アイ・アム・サム 〜人間と畜生の垣根を軽く飛び越える〜 2002 米 監督:ショーン・ペン 何と言いますか、凝ったカメラの動きも、ペン氏の「具合の悪い人」の演技も、お腹いっぱいになる映画でしたね。ちなみにこの映画、オランダ旅行したときの機内映画で観たんですよ。行きの便がこの映画で、帰りの便は「ビューティフル・マインド」。行きは「知恵の足らない人」の映画で帰りは「頭のおかしい人」の映画というプログラムだったもんで、これも何かの縁ですかね。
で、映画自体の内容はどうでもいいんですが、この映画を観て思い出したのが先日NHKでやってました「輝け!西成の子ども達」というタイトルのドキュメンタリーです。労務者と、労務してない人の街、大阪・西成で暮らす様々な子ども達の生活をレポートした番組だったんですが、番組中で一番グッときたのが、カナちゃん(仮名)という10歳くらいの女の子の話。
カナちゃんはお父さんと二人暮らし。このお父さんというのがアル中で無職。酒で体を壊して、日がな一日ブラブラしてまして、当然生活保護で糊口を凌ぐ日々。お母さんはそんな親父に愛想を尽かして、幼いカナちゃんを残して実家に帰ってしまいました。そんな訳で、炊事・洗濯・掃除・ヨイヨイ親父の世話という一切仕事は、カナちゃんの役目となっている訳ですね。健気にご飯を作り、自分の世話をしてくれるカナちゃんに対して絶対依存するこのアル中親父は、悪びれもせず酒を飲み続けます。シーンは移って近所の居酒屋。カナちゃんと生ける屍のような親父が並んで座っています。
「もう!お酒飲んだらあかんって言うてるやろ!」やけに大人びた口調で親父を叱責するカナちゃん。しかし親父はヘラヘラと笑って、一向に聞く耳を持ちません。そればかりか、
「いや、コイツ(カナちゃん)はようやってくれよる。
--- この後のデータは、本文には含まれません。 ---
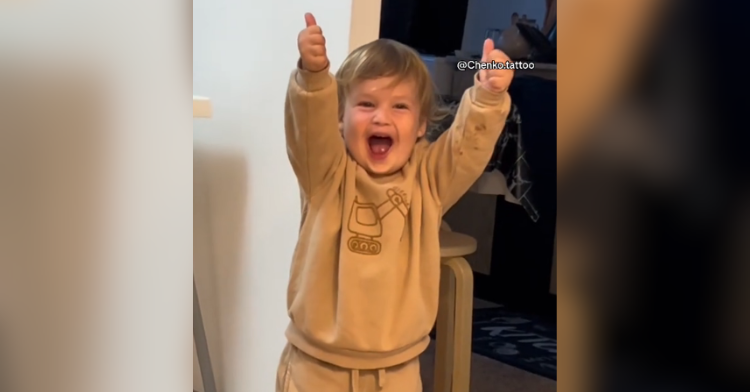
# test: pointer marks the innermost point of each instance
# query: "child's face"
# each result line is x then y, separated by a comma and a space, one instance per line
381, 124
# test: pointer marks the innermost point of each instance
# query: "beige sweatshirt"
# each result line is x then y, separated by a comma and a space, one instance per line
363, 290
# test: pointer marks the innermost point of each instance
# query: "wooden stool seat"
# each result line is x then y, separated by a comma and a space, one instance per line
456, 305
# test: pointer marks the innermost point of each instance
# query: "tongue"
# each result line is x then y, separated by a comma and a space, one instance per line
380, 145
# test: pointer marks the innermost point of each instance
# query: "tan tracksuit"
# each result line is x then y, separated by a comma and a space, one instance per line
363, 289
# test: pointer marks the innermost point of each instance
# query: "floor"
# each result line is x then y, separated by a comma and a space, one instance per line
488, 375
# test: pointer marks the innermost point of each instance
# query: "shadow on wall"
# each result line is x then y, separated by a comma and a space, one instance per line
52, 159
220, 197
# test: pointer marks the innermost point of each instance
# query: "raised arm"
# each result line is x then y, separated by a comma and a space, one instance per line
460, 155
314, 144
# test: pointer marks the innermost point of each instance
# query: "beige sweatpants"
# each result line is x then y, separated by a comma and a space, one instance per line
299, 372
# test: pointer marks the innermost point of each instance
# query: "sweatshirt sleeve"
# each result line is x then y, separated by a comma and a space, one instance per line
460, 155
314, 143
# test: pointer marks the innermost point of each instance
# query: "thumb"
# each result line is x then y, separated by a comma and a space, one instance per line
310, 20
489, 46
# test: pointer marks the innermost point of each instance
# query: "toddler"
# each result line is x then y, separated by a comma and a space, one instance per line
363, 289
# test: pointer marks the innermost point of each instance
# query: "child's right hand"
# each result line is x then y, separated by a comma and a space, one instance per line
312, 46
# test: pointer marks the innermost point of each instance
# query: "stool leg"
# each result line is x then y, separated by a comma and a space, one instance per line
444, 331
462, 329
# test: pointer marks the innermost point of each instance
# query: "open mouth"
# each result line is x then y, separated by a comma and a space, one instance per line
380, 145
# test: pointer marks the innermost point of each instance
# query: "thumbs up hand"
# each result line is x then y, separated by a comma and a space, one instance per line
312, 46
495, 80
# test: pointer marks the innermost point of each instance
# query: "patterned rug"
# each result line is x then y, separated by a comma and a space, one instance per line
517, 340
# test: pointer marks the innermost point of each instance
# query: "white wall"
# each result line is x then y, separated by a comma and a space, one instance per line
246, 200
488, 14
95, 196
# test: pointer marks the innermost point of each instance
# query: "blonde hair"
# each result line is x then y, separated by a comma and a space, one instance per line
389, 58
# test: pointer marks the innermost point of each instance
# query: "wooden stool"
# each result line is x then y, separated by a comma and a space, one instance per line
454, 320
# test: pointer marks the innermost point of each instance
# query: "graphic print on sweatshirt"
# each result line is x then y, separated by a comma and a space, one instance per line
366, 221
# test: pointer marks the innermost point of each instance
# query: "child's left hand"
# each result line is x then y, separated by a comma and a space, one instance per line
495, 80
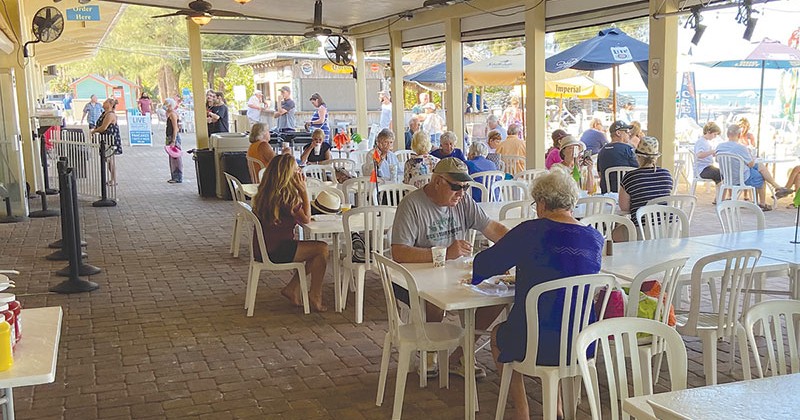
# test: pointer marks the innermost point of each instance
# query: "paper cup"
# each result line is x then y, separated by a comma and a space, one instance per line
439, 256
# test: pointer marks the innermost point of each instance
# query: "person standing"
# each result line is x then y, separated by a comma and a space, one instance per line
320, 118
386, 110
254, 107
92, 112
285, 115
173, 139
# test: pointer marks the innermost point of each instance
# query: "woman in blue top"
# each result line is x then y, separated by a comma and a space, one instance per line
320, 117
551, 247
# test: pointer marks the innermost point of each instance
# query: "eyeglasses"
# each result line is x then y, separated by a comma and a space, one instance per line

コイツはわしの嫁はんや!」
などと嘘ぶいてゲハハと笑う訳です。
いや、案外、人間と畜生の垣根というやつは低いもので、それをひらりと飛び越えることのできる人間は多いのです。そんなことを考えてこの映画を観ていますと、馬鹿に脳天気なラストシーンにも違う味わいがありますね。